Mencken, Humping, and the Bozart
Have you ever read something and it gets you digging around a little? Next thing you know you’ve disappeared down a rabbit hole of information that you knew nothing about that may possibly be of interest to no one else but yourself? That happened to me yesterday. Let me tell you all about it.
Amelia reported on the Wren’s Nest Blog that the Joel Chandler Harris WikiPedia page had been vandalized. Apparently the perp was a bored 12 year old. The first clue was liberal use of the words hump, humping, humpers, etc. The second clue was describing JCH as “A STRIPPER!!!” It has since been repaired to its pre-humped condition.
As I read back through the Joel Chandler Harris entry, I noticed a quote that was critical of JCH that was attributed to H.L. Mencken with the citation “from The Sahara of the Bozart.” My first thought, this being a vandalized page, was that the citation was bogus. I hadn’t heard of the “The Sahara of the Bozart,” so I checked it out. It turns out (and you may already be aware of this) that it’s a title of an essay that is incredibly critical of the American South (and many other groups, countries, land masses, and individuals. “Bozart” is a malapropism of Beaux Arts.
I found the essay via Google Book Search in a collection of Mencken essays called Prejudices: Second Series (published in 1920 by Knopf). Mencken’s prejudices needed multiple volumes to be explored and enumerated thoroughly, apparently. From Menken’s non-humped WikiPedia page, it appears that he was the Christopher Hitchens of his day, an unrepentant contrarian. This may be old news to you, but I was learning something.
Back to the essay. It is certainly a scathing indictment of the South. The main thrust of the essay seems to be that following the Civil War, the elite class of Southern aristocracy was removed leaving behind a cultural wasteland that was being run by a lesser class of people that Mencken actually refers to as “animals” at one point.
There is certainly plenty of scorn in the essay that extends well beyond just Southerners. A quick catalog of groups/regions/countries that may take offense from its contents: Baptist and Methodists, the Welsh, Yankees, New Englanders, Asia Minor, Armenians, Greeks, Poland, Portugal, Serbia, Esthonia, the Mid-West, Gobi, Lapland, Nicaragua, Balkans, the China Coast, the Irish, French, Spanish, and Germans. I’m sure that I’m leaving somethone out.
At one point it appears that Joel Chandler Harris’ 12 year-old took over the writing of the essay. I’m not sure how else to explain this statement used in the lambasting of the State of Virginia:
It was in Virginia that they invented the device of searching for contraband whiskey in women’s underwear…

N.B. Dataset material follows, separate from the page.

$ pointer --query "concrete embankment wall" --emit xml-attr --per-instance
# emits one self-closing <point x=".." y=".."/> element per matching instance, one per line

What? No wonder Prohibition was so popular. Menken saves his best though for the people of the State of Georgia:
If one turns to such a commonwealth as Georgia the picture becomes far darker. There the liberated lower order of whites have borrowed the worst commercial bounderism of the Yankee and superimposed it upon a culture that, at bottom, is but little removed from savagery. Georgia is at once home to the cotton-mill sweater and the most noisy and vapid sort of chamber of commerce, of the Methodist parson turned Savonarola and of the lynching bee… There is state with more than half the area of Italy and more population than either Denmark or Norway, and yet in thirty years it has not produced a single idea.
Granted, Georgia was not exactly a model of an enlightened populace at the time.
This is such a strange essay. On the one hand, Mencken appears to promote racial tolerance on some level. Yet he rambles on about “good blood” and “bad blood” like someone in Harry Potter book. He says that the former Southern aristocracy (i.e. slave owners) created the highest level of civilization that this country had ever seen. He even “doubts very much” that the “poor white trash” remaining in the south are actually of Anglo-Saxon blood.
It’s crazy talk I tell ya. At best, the essay just didn’t age very well. I am certainly no Mencken scholar, so I don’t know if this essay is representative of his output. I hope not.